We obtain that degree 3 is best. Note that by not specifying the argument K in function cv.glm, the default is that K is equal to the sample size. Said otherwise, LOOCV is performed (which is why the code takes some time to run… it is a “computationally expensive” method).
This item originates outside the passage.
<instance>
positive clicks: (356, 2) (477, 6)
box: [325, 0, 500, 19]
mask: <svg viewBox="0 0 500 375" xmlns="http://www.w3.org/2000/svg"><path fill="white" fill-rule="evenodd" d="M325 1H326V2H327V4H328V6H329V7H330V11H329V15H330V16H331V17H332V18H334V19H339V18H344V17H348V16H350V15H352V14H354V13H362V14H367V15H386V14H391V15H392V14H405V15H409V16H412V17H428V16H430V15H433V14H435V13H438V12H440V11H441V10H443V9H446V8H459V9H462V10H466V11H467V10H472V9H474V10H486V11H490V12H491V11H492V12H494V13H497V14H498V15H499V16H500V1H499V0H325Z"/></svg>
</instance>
But note we get similar results with the standard K=5 or K=10.

library(splines)
# Picking arbitrary knots
fit <- lm(nox ~ bs(dis, knots=c(3,6), df = 4), data = Boston)
pred <- predict(fit, newdata = data.frame(dis = dis.grid))
plot(Boston$dis, Boston$nox, col = "gray")
lines(dis.grid, pred, lwd = 2, col="brown3")

# Let R pick knots
fit <- lm(nox ~ bs(dis, df = 4), data = Boston)
pred <- predict(fit, newdata = data.frame(dis = dis.grid))
plot(Boston$dis, Boston$nox, col = "gray")
lines(dis.grid, pred, lwd = 2, col="brown3")

# Recover the knots
attr(bs(Boston$dis , df = 4), "knots")

[1] 3.20745

# Realise this is just the median (since there is only one knot)
median(Boston$dis)

[1] 3.20745

If we don’t pick the knots, R just picks uniform quantiles of the data (e.g., for 3 knots it would be the 25%, 50% and 75% quantiles.)

rss <- c()
plot(Boston$dis, Boston$nox, col = "gray",ylim=c(0.35, 0.9))
for (i in 3:7) {
  fit <- lm(nox ~ bs(dis, df = i), data = Boston)
  rss[i - 2] <- sum(fit$residuals^2)
  pred <- predict(fit, newdata = data.frame(dis = dis.grid))
  lines(dis.grid, pred, col = colours[i])
}

plot(Boston$dis, Boston$nox, col = "gray",ylim=c(0.35, 0.9))
for (i in 8:11) {
  fit <- lm(nox ~ bs(dis, df = i), data = Boston)
  rss[i - 2] <- sum(fit$residuals^2)
  pred <- predict(fit, newdata = data.frame(dis = dis.grid))
  lines(dis.grid, pred, col = colours[i])
}

print(rss)

[1] 1.934107 1.922775 1.840173 1.833966 1.829884 1.816995 1.825653 1.792535
[9] 1.796992

For larger “degrees of freedom”, some overfitting occurs (fitted lines are more wobbly).

set.seed(1)
cv.error <- c()
options(warn=-1) # we remove warnings (yes, living dangerously)
for (i in 3:11) {
  fit <- glm(nox ~ bs(dis, df = i), data = Boston)
  cv.error[i - 2] <- cv.glm(Boston, fit, K = 10)$delta[1]
}
options(warn=0)  # reset to default
plot(3:11, cv.error, type = "l", xlab = "df", lwd=2, col="brown3")

which.min(cv.error)

[1] 4

We would select 6 degrees of freedom (the smallest CV is obtained for the fourth element of vector cv.error, but note the first element corresponds to 3 degrees of freedom).